The other day my son got a package in the mail - a belated birthday gift from a buddy of his. I had forgotten that a week before the child's mom had asked me what my son wanted for his birthday and after I begged her to please not buy him anything because I had just bought him a bunch of new toys and still he prefers to play with my camera, cell phone and hairdryer, she insisted to know what he wanted. So against my better judgment I told her that he seemed interested in his cousin's Transformers. Those vehicular robotic toys that are supposedly saving the world from the Force of Evil. Well don't be fooled. It's the Transformers themselves that are the Force of Evil. Here's what went down.
My mom actually bought him a Transformer for his birthday. We had both seen him play with his cousin's and thought he'd like one of his own. I picked it up for her
in hell at the toy store. I got him a car and it said on the package that it was level 2 (easy) for age 4+. And it's not that I underestimate his fine motor skills or his mechanical intelligence - he's the one that figured out I have speaker phone on my cell, after all. But I had a suspicion, after having watched him try to play games marked for his age, that he would fiddle with it for a few moments and then get annoyed that it's a piece of junk and doesn't snap nicely back together. And I would have to show him how to do it. And that would suck for me because I have no interest in vehicular robots even if they
are trying to save the universe. Once again, I was right. After he ripped it apart and saw all of the robotic innards underneath, he wanted it to be a car again.
Here mommy. So I put it back together and thank God I picked the level 2 because it was plenty challenging. I failed to mention this important distinction when suggesting a Transformer to this friend. So she sends him a Transformer that is level THREE, age 5+. Two of them actually.
The horror. The horror.The first one is a motorcycle. He hasn't been holding it for more than ten seconds before it is transformed into a sinewy many-tentacled thing with one wheel here and the other stuck onto some other limb and I am thinking, George Jesus, how am I ever going to get this monster back together again. After a few minutes of jangling it around he hands it over.
Here mommy. Now it's my turn to "play" with it.
Cleansing breath.For the next HOUR I am sitting on the couch trying to snap this mother effing piece of Made in China injection molded garbage back into a motorcycle. I actually start to feel sweat collect around my brow. Meanwhile, my two kids have now taken to playing with the handful of packing peanuts that came with the package. In the middle of what feels to me like a nationally televised Rubik's cube-a-thon (I suffer from performance anxiety) I look up and my kids have turned the packing peanuts into a winter wonderland. I am not exaggerating. Unfortunately I did not take a picture of this event but rest assured the entire living room floor, spilling into the hallway, kitchen and dining room, was covered in Styrofoam bits. And my motorcycle is still undone. And there's a blizzard in my home.
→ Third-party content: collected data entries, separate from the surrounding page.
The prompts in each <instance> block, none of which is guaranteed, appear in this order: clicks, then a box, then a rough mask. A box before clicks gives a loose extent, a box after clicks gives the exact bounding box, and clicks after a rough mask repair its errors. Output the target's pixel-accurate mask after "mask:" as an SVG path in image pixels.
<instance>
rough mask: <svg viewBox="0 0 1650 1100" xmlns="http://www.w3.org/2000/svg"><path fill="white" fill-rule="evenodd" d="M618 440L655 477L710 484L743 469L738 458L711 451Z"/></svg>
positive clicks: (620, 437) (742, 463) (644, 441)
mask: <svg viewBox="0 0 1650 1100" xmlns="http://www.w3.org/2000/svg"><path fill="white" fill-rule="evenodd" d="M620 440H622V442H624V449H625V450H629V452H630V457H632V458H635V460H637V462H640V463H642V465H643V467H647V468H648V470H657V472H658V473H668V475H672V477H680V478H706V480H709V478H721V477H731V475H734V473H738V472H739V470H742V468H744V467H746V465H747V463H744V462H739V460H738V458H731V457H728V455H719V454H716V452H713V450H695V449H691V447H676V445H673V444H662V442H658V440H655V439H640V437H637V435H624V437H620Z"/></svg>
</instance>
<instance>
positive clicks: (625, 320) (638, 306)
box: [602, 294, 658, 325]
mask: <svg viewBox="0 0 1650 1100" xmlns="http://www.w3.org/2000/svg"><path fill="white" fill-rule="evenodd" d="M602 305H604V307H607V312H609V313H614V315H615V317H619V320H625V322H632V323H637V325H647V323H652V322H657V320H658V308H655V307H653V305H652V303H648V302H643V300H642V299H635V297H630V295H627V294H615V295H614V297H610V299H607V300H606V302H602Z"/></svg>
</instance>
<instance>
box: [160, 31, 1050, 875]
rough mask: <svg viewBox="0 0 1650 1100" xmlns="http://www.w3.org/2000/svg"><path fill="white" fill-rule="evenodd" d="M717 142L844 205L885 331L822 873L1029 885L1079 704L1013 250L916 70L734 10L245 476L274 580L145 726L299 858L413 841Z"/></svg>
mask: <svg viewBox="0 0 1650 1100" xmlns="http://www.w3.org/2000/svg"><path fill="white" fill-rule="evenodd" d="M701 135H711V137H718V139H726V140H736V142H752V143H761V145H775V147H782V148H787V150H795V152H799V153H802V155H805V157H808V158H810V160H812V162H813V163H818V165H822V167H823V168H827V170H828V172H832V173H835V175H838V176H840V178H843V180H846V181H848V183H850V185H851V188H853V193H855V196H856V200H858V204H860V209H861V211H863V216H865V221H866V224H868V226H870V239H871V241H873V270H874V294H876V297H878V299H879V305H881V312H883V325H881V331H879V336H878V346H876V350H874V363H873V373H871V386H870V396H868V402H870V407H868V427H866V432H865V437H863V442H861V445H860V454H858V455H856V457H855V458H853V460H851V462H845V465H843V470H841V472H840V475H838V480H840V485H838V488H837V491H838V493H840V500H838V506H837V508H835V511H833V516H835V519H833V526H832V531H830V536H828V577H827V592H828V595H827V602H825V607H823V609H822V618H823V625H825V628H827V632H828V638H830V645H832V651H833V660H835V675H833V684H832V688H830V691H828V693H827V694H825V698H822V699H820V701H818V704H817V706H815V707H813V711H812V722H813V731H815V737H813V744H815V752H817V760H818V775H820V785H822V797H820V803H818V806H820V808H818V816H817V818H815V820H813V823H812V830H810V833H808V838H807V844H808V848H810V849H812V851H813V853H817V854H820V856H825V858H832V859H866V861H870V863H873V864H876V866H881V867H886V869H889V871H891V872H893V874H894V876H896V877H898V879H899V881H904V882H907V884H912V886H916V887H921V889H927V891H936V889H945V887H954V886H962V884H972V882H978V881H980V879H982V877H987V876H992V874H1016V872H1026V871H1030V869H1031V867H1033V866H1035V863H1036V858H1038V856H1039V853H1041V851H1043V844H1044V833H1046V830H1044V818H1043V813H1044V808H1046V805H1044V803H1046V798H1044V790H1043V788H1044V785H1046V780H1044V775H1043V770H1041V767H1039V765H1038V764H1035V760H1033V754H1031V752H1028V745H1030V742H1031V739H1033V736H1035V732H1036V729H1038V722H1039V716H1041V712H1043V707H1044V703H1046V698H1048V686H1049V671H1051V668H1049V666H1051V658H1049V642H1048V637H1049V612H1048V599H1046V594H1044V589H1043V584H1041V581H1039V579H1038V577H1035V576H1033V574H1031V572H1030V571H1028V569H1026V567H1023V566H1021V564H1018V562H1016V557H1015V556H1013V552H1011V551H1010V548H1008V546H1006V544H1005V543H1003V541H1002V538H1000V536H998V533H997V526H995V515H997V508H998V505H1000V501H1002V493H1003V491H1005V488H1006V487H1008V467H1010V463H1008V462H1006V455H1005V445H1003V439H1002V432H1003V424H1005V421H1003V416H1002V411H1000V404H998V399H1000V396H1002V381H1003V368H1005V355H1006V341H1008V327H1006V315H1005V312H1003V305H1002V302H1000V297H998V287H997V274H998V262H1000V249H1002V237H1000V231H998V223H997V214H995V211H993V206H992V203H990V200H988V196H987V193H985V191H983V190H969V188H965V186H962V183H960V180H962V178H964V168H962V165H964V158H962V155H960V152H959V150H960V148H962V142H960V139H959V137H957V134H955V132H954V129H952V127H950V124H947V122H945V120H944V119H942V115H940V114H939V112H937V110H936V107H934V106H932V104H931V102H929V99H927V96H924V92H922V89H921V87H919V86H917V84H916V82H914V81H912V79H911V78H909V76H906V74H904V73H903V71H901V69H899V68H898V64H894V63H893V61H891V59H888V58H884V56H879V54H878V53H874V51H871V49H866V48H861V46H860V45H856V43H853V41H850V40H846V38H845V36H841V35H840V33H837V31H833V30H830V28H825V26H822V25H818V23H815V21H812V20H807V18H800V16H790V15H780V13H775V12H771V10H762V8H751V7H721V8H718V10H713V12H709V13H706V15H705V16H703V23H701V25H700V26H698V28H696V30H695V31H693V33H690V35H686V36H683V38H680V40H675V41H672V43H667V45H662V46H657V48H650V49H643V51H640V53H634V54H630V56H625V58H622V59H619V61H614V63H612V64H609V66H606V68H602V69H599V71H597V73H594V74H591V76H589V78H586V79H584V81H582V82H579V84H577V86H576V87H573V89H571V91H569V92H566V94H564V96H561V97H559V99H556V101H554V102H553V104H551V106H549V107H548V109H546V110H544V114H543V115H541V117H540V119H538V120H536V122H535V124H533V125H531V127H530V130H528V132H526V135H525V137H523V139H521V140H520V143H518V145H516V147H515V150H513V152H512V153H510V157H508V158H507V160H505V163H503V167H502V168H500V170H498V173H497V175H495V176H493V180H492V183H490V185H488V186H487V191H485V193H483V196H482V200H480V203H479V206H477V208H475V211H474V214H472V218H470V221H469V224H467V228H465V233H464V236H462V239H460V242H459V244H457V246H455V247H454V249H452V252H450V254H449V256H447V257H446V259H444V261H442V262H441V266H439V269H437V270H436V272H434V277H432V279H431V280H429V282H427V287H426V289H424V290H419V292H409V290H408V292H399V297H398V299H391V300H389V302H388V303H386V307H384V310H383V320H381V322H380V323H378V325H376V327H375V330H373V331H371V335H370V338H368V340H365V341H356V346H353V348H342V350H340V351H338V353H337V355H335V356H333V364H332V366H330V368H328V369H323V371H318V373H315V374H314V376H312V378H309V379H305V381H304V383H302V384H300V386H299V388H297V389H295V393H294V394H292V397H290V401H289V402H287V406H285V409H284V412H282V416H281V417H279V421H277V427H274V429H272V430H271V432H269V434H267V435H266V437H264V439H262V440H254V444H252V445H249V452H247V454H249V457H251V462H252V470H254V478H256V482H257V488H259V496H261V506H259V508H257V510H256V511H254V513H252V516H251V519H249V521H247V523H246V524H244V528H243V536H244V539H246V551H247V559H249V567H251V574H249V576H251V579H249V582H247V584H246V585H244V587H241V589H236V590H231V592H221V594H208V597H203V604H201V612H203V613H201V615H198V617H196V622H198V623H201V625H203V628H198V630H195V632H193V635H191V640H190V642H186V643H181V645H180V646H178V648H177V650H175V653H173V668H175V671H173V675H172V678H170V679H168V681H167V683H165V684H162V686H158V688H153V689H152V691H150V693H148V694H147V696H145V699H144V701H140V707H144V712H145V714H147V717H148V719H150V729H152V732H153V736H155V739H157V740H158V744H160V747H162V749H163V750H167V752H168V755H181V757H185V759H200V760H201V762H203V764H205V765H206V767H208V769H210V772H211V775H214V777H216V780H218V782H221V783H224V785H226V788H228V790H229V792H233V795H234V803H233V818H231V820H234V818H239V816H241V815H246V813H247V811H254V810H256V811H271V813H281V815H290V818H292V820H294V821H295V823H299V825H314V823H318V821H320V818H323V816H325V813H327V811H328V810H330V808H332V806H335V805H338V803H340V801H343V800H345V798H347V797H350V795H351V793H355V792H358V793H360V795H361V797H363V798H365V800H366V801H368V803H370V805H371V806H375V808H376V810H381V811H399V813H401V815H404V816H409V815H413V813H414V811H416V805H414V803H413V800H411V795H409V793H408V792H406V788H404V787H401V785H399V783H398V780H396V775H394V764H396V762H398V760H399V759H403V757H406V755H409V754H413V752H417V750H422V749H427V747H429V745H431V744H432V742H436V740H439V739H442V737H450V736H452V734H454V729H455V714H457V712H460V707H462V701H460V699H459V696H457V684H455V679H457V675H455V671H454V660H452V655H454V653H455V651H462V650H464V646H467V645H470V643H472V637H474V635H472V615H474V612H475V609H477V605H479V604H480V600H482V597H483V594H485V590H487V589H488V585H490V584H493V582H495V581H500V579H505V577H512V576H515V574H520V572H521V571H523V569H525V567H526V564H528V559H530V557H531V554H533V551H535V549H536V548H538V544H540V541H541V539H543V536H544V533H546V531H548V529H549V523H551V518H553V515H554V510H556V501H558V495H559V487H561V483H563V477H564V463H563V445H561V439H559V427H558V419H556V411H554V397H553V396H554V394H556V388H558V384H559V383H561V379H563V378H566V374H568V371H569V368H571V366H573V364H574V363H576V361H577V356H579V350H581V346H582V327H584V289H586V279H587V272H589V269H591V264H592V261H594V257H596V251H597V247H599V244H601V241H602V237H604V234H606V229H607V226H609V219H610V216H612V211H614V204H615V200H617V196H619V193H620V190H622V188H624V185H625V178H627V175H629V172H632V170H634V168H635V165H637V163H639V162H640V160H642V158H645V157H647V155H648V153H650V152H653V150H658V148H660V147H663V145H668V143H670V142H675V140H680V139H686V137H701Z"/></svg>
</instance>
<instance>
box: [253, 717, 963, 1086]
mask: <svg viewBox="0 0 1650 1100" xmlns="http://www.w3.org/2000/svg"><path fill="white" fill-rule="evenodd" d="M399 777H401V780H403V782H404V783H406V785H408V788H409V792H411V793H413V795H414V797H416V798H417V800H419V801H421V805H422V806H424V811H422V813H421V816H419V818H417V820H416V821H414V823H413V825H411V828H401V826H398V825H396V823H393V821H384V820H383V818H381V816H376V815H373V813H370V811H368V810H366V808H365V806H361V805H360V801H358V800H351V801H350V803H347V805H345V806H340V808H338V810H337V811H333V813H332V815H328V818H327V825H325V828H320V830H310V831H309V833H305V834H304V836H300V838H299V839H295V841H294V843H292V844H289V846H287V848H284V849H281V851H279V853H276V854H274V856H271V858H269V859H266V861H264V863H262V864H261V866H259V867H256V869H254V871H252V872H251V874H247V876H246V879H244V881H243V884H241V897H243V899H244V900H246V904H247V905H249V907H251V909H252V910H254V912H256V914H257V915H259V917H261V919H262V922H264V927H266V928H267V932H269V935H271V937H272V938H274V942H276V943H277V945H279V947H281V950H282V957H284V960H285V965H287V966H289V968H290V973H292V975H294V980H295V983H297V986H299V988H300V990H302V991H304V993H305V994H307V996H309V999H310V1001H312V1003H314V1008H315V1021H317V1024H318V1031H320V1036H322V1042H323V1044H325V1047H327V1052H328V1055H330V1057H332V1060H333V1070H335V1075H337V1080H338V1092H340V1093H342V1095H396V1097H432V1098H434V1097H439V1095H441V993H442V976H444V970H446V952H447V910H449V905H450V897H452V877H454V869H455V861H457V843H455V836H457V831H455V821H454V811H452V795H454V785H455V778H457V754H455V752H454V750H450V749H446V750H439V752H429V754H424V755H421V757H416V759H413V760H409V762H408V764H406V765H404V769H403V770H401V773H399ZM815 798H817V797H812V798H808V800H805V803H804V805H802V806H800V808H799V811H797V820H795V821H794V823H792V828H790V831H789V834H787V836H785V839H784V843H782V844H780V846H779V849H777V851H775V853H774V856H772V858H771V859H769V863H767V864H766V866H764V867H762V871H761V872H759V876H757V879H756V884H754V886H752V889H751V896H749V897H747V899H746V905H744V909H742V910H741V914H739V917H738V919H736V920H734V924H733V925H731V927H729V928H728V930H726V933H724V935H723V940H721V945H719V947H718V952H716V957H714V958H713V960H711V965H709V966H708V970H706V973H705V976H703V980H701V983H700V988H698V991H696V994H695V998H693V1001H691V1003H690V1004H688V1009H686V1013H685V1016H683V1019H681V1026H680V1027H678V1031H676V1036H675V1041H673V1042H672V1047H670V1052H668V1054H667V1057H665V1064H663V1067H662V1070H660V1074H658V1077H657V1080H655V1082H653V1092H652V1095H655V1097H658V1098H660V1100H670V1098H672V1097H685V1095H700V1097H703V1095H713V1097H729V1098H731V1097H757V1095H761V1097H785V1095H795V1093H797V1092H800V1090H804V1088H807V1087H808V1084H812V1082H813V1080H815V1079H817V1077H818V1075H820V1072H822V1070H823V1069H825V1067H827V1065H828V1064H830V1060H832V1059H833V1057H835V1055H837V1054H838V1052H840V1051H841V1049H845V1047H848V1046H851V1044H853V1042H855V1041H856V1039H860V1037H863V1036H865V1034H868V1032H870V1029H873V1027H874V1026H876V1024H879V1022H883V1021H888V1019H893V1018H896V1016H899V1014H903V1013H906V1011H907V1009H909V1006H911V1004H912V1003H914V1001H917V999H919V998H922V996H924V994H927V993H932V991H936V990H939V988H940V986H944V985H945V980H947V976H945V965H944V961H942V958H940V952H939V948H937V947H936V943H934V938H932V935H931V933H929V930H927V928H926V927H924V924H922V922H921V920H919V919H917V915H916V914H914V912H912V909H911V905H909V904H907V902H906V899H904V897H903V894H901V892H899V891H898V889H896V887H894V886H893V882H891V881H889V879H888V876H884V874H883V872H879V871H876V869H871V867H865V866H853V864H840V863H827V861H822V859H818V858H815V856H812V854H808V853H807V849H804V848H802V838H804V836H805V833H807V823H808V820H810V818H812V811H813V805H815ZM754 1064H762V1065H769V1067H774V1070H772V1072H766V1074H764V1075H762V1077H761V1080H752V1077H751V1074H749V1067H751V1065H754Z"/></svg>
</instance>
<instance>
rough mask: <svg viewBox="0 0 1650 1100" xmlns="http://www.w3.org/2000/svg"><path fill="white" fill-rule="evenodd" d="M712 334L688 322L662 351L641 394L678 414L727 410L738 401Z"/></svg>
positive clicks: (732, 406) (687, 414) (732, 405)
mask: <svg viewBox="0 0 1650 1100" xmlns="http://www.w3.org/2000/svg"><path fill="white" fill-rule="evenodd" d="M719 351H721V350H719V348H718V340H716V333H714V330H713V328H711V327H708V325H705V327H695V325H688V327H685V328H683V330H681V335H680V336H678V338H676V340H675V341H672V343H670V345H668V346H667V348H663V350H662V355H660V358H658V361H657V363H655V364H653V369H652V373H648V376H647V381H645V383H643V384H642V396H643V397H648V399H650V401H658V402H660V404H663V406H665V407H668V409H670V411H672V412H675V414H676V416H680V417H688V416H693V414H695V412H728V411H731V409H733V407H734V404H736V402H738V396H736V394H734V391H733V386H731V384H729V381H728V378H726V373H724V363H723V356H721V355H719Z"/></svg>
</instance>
I rise to the occasion. Of course! I say, children of your father, you go and have yourselves a snow ball circus for the next twenty minutes while I bash this robo-cycle thing into my head repeatedly and then we'll reconnoiter and clean up this giant mess.
And that's exactly what we did. I managed to turn the Transformer into something that resembles a motorcycle while my kids laughed hysterically pulling pieces of Styrofoam out of my daughter's hair and netherlands. It was a scene. And after, we swept like mad and my kids ran in every direction screaming "she's going to get us" while I vacuumed. My floor has never been this clean.
Anyway, heed this important advice. Transformers are NOT for five-year-olds. My husband is a 37-year-old mechanical engineer and
he can't even put one back together. Do yourself a favor and get your kids some packing peanuts. The environmental kind that turn into compost or whatever. This blog may self-destruct.